In this study, we investigated the MHD flow problem involving MoS₂-SiO₂ hybrid nanofluids in ethylene glycol (Carreau liquid) and the heat transfer from a nonlinear convectively-heated porous shrinking surface with a nonlinear radiative effect. The dual non-similarity solutions of the transmuted equations were acquired via the bvp4c function in Matlab. These multiple non-similarity solutions were used solely for the specific choices of the suction parameters. The velocity and temperature of the nanoliquid were enhanced due to the augmentation of the hybrid nanoparticle in the first solution and the decrease in the second solution. In addition, the velocity of the fluid enhances with larger magnetic parameter for the first solution and decreases for the second solution for the shear thinning liquid along with the shear thickening liquid. While the fluid of the temperature increases for the shear thinning of the liquid and decreases for the shear thickening of the liquid in the first solution, the reverse development is observed in the second solution. The inclusion of the Eckert number and the convective parameter increased the temperature distribution in both the upper and the lower branch solutions, while the temperature distribution declined due to the larger radiation parameter. Moreover, the Weissenberg number $We$ decreased the coefficient of the skin friction in the first solution and increased it in the second solution, while the Nusselt number increased due to the higher $We$ in the first solution; conversely, a conflicting drift was observed in the second solution. The skin friction and the Nusselt number increased for increments in the magnetic parameters in the first solution, while the repeal result was achieved in the second branch solution.

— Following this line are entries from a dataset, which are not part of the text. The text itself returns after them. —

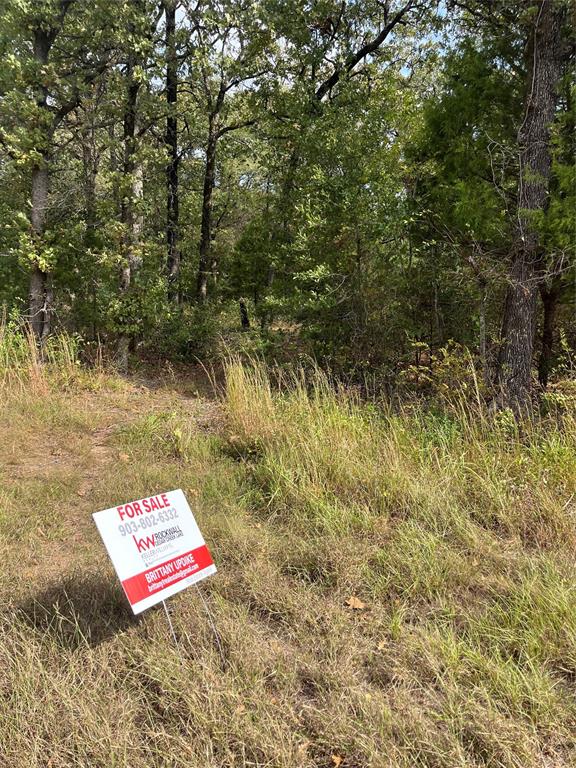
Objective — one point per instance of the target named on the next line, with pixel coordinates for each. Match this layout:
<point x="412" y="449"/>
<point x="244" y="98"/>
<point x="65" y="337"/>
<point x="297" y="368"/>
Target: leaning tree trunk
<point x="41" y="298"/>
<point x="205" y="264"/>
<point x="130" y="217"/>
<point x="40" y="308"/>
<point x="550" y="296"/>
<point x="544" y="68"/>
<point x="173" y="202"/>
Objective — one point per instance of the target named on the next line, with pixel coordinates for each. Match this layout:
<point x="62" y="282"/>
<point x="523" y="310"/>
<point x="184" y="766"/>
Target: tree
<point x="56" y="63"/>
<point x="546" y="55"/>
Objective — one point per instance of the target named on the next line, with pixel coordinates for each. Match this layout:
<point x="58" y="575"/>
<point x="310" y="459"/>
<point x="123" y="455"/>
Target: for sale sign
<point x="155" y="546"/>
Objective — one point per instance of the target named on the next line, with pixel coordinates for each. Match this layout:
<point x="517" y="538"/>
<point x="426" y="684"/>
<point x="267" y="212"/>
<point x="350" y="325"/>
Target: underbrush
<point x="394" y="590"/>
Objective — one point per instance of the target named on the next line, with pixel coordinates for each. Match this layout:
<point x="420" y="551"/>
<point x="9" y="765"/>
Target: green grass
<point x="455" y="534"/>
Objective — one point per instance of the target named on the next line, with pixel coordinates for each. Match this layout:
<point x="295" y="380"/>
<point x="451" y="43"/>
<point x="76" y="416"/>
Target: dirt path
<point x="57" y="462"/>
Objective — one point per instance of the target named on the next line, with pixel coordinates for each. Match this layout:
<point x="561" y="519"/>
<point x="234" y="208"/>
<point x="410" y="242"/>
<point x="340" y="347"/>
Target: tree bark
<point x="173" y="201"/>
<point x="544" y="68"/>
<point x="205" y="264"/>
<point x="550" y="298"/>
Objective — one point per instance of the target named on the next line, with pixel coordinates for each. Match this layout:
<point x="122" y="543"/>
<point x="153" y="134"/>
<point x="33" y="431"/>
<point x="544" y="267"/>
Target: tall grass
<point x="464" y="523"/>
<point x="26" y="364"/>
<point x="395" y="587"/>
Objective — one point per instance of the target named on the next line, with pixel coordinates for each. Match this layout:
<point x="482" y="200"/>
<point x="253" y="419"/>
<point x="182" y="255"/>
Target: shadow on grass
<point x="78" y="610"/>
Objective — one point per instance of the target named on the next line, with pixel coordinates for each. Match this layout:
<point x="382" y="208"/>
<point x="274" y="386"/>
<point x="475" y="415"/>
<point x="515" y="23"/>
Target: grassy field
<point x="395" y="588"/>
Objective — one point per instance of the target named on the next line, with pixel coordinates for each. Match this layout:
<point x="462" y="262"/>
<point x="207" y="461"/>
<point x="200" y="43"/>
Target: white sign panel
<point x="155" y="546"/>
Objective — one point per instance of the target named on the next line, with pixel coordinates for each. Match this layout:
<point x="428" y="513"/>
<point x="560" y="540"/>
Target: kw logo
<point x="145" y="543"/>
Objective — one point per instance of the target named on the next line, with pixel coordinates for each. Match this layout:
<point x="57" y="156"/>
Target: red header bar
<point x="166" y="574"/>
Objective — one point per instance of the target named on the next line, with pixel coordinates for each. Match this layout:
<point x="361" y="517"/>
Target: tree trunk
<point x="544" y="68"/>
<point x="40" y="282"/>
<point x="205" y="264"/>
<point x="131" y="217"/>
<point x="173" y="202"/>
<point x="550" y="304"/>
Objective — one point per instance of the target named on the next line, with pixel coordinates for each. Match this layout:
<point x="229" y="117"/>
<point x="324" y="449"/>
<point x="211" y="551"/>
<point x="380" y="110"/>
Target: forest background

Finally, this research can be extended by considering a mixed convection flow or time dependent flow. It is estimated that the present numerical results will provide significant knowledge for computer routines for more complex problems concerning hybrid nanoliquids in the presence of non-Newtonian base fluids through heated surfaces due to their numerous applications in heat transfer processes, such as in solar collectors, heat exchangers, oil recovery, etc., and also stimulate curiosity for future experimental work.